En effet, les choses bougent petit à petit. Il y a quelques années, on ne trouvait aucune formation pour les professionnels. Le sujet devient maintenant incontournable. Il y a une prise de conscience. L’allaitement exclusif est indiqué comme étant idéal pour le nouveau-né jusqu’à six mois. Mais il ne s’agit pas d’une dictature. C’est évidemment la maman qui décide, en fonction de sa volonté, de son contexte familial et professionnel. La diversification est proposée aux nourrissons entre 4 et 6 mois.
Les sages-femmes ont-elles le temps de s’occuper de l’allaitement?
Je ne pense pas que le taux d’allaitement soit lié à la durée de l’hospitalisation en suite de couches. Dans les pays scandinaves, les mères qui allaitent en très grande majorité, rentrent très vite chez elles. Il faut en revanche un réseau de soutien qui n’est pas forcément hospitalier. Dans les maternités, le label « Hôpital Ami des bébés », créé par l’OMS et l’UNICEF en 1991, est décerné lorsque les conditions sont remplies pour soutenir l’allaitement. En France, très peu de maternités l’ont obtenu parce qu’on ne mise pas assez sur l’allaitement (selon le site amis-des-bébés.fr, 90 % des maternités norvégiennes sont labellisées, contre 12 en France en 2011, NDLR). Il faudrait arriver à concevoir une stratégie homogène et constructive pour l’allaitement. Mais cela demande du temps et de l’argent. La mise en place de l’allaitement est fragile.

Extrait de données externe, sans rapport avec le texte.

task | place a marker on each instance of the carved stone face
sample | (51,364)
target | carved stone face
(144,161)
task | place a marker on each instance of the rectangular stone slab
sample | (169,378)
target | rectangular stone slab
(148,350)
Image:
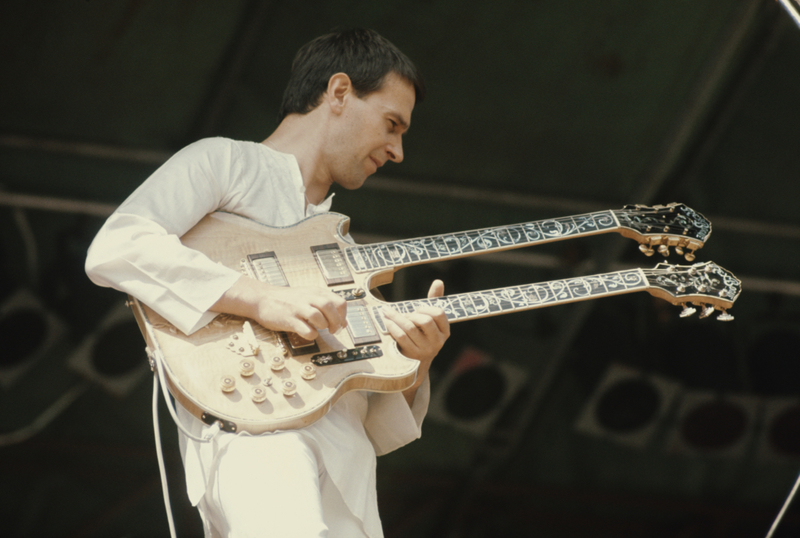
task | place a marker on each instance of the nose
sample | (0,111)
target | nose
(395,151)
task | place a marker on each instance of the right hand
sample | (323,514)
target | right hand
(302,310)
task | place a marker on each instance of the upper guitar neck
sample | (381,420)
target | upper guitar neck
(630,223)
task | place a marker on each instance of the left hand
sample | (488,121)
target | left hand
(420,335)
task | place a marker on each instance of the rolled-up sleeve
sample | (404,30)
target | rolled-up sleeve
(138,250)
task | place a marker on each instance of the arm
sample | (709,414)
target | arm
(302,310)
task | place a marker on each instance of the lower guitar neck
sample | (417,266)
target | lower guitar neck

Le bisphénol A a été interdit dans les biberons depuis 2010 mais il reste toujours présent dans le lait maternel. Que doivent donc faire les futures mères?
Beaucoup d’études ont été faites sur l’allaitement et les toxiques, mais ce domaine est encore à explorer. Il reste que les bénéfices de l’allaitement sont extrêmement importants : tous les experts en nutrition s’accordent sur ce point. Quoi qu’il en soit, l’enfant va être exposé au bisphénol A puisque ce composé est présent dans tout l’environnement. Je ne pense pas que l’allaitement maternel soit remis en question à cause des toxiques dans l’environnement.

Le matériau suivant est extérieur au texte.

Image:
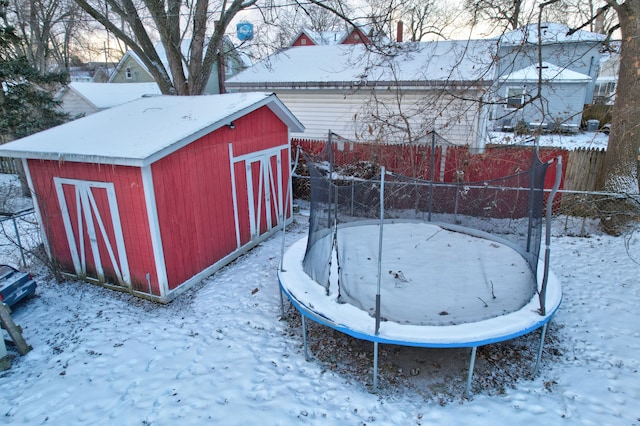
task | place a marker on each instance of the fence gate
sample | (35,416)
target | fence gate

Les enfants prématurés peuvent-ils bénéficier du lait maternel?
L’allaitement est d’autant plus pour eux. La nutrition est une des bases du traitement du prématuré. Dans tous les services de néonatalogie, le lait de mère est préconisé. Le lait artificiel est mal toléré chez un extrême prématuré lors de l’introduction de l’alimentation orale. En France, les femmes peuvent donner leur lait dans les 19 lactariums existants (liste sur perinat-france.org). Il y a toujours un besoin de lait.

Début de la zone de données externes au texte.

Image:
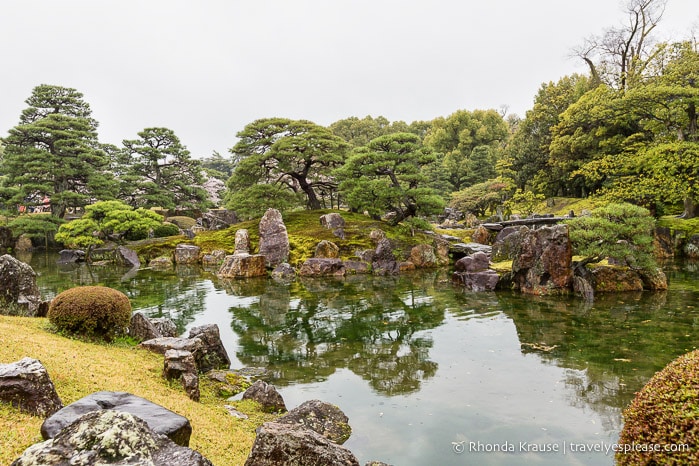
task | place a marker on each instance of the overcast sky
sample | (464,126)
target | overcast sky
(207,68)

Vous êtes coresponsable du diplôme interuniversitaire « Lactation humaine et allaitement maternel » à Toulouse. En quoi consiste-t-il?
Ce DIU, qui est dispensé à Grenoble, Lille, Brest et Toulouse, est coordonné par le Dr Gisèle Gremmo-Feger, pédiatre à la maternité du CHU de Brest. Il s’adresse aux professionnels (sages-femmes, puéricultrices, médecins) afin de leur donner des clés pour aider à conduire correctement un allaitement. Cet enseignement se fonde sur des connaissances scientifiques. Je suis persuadée que l’on peut renforcer la tendance grâce à une volonté politique et à la formation. Les pays scandinaves affichaient, dans les années 1970, un taux d’allaitement de 30 %. Actuellement, ils sont au-delà de 90 %.
* Étude de l’Institut des mamans pour Philips Avent menée en ligne, en juillet, auprès de 600 mères d’un enfant de moins d’un an.